I'm probably going to get flamed for this, but I don't think MySQL 6 will offer much of interest. They long ago pretty much abandoned the real idea of a relational DBMS (which is really an inference engine) and decided that a dumb data store full of inconsistent data was the way to go.
(I mean, really. Software that accepts February 29th as a valid date in non-leap-years is not a big surprise. February 30th is stretching the bounds of credulity. But February 0th? Who the heck wrote the validation routine for that one? I suppose we should be grateful that MySQL doesn't allow "ghhg" as an integer, insisting that we check that our integers are valid before we insert them.)
Now PostgreSQL has a lot of interesting stuff in it, particularly user-defined types, including support for arbitrary index schemes. (For example, the PostGIS extension uses "lossy" indexes, where they index a bounding box for complex geometric shapes.) Unfortunately, you still have to do a lot of work in C to define your own types.

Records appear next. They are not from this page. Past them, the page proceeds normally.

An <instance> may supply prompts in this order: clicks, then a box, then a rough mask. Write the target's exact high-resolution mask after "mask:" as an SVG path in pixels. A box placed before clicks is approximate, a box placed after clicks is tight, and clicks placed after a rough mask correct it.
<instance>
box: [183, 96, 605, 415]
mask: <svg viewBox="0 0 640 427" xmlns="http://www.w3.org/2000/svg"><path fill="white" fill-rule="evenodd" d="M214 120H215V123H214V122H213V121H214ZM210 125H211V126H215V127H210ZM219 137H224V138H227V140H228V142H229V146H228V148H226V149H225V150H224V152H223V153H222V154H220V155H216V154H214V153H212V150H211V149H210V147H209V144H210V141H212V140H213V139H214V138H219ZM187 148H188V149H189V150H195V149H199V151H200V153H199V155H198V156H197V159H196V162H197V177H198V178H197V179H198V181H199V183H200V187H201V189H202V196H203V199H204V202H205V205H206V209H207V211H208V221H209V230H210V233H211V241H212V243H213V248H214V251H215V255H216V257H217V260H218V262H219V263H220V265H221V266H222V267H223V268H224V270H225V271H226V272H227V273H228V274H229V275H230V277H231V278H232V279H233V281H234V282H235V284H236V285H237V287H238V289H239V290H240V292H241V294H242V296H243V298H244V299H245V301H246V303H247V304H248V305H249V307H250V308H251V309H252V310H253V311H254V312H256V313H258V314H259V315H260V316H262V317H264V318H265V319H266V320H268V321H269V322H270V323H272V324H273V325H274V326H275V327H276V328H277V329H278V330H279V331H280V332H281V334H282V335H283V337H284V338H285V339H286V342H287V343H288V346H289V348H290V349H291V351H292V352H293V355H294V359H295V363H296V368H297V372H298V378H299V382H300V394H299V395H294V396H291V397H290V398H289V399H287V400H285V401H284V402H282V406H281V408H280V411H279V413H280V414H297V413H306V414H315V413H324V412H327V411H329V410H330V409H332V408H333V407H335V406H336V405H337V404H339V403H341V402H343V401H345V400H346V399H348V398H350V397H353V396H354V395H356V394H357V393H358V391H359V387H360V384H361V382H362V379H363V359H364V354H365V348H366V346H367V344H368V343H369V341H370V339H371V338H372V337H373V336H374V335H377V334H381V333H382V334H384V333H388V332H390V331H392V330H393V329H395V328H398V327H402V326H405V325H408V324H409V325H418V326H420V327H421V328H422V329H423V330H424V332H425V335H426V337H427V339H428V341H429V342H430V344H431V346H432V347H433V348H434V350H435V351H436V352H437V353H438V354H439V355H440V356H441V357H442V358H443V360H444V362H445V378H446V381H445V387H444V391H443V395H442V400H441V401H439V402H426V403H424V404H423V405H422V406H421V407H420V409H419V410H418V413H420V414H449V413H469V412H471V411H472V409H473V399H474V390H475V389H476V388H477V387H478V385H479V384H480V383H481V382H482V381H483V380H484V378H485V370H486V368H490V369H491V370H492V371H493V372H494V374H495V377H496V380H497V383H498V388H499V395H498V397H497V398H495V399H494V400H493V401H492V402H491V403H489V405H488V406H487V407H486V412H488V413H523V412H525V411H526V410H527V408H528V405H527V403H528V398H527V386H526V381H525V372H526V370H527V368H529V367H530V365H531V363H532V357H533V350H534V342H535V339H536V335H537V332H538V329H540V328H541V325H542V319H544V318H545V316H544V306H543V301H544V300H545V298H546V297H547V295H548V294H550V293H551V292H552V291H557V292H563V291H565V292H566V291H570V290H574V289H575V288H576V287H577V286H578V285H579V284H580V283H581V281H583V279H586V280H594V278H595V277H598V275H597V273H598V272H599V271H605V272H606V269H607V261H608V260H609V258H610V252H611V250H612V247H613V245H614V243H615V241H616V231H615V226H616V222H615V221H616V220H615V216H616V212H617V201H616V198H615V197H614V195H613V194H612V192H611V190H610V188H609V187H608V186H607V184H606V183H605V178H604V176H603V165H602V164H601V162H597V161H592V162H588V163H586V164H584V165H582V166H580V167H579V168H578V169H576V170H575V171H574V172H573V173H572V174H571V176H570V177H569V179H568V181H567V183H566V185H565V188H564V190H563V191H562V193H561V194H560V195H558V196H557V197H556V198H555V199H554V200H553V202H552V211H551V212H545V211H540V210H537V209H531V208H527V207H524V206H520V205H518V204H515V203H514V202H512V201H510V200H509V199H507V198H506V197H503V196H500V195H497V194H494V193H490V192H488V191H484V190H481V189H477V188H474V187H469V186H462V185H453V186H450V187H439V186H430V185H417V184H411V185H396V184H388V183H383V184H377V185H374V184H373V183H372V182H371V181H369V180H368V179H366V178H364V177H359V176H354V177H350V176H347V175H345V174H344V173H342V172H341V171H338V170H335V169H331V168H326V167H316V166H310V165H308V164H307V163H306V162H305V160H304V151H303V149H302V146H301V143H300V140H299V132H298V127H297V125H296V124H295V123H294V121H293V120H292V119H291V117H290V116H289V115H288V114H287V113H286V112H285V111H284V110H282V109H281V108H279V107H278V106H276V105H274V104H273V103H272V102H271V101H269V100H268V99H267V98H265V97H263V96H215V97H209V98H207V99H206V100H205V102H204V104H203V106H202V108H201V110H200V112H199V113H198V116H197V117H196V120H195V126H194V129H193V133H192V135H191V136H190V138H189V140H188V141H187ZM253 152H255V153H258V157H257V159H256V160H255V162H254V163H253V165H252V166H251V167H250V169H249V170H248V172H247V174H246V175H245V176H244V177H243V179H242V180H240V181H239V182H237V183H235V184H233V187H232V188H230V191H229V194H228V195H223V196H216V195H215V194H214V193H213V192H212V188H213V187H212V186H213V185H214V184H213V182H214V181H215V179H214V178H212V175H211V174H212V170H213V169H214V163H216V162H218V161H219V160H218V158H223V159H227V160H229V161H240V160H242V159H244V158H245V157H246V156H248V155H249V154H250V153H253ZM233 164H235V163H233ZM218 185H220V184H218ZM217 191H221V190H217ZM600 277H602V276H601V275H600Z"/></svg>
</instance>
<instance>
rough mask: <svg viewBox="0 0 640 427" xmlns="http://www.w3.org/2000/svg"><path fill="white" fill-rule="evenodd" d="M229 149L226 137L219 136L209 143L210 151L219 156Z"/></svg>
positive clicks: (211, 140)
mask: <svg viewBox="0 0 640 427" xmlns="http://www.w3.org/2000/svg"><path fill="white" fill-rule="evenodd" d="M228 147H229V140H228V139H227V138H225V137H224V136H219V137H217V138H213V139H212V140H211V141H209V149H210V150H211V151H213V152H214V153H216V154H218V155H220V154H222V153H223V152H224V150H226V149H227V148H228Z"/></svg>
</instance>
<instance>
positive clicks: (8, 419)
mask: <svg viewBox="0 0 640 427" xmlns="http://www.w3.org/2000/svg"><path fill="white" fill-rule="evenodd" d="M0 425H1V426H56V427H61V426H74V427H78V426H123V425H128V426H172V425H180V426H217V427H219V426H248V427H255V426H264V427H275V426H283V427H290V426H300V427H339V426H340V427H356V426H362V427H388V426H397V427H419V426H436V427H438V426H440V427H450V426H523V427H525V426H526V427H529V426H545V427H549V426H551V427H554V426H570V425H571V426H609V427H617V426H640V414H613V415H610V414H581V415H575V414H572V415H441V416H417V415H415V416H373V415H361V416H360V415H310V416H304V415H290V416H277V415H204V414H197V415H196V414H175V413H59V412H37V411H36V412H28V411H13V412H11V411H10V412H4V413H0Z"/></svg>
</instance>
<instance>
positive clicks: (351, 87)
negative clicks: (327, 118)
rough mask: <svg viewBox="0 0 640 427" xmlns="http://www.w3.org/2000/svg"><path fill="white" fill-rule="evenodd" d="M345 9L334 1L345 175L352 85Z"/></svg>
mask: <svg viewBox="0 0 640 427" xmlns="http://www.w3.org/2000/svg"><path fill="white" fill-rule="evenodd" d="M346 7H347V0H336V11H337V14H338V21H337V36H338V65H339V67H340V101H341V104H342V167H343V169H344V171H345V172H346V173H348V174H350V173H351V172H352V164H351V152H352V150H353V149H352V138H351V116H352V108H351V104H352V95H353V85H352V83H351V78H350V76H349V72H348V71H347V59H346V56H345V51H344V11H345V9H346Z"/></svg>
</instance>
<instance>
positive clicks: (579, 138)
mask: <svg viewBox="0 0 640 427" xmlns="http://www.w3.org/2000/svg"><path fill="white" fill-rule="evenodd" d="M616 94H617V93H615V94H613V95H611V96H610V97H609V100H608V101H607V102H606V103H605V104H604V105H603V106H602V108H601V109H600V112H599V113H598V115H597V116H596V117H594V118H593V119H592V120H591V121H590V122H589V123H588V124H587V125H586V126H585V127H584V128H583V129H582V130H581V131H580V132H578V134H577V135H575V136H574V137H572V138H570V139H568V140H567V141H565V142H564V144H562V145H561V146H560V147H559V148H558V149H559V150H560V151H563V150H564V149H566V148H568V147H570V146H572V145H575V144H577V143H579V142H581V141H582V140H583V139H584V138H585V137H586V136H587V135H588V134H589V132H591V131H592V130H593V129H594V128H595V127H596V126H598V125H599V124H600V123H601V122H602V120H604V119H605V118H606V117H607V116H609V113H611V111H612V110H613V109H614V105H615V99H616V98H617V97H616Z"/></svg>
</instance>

And sad to say, we're still stuck with SQL, which makes doing relational work much harder than it has to be. That's akin to the only "scripting" language in the world being Perl, and nobody coming up with Python or Ruby. However, I'm quite encouraged by Microsoft's introduction of LINQ; we may now finally see some forward progress on relational languages since the "relational language winter" that came in over the course of the late 70s and 80s.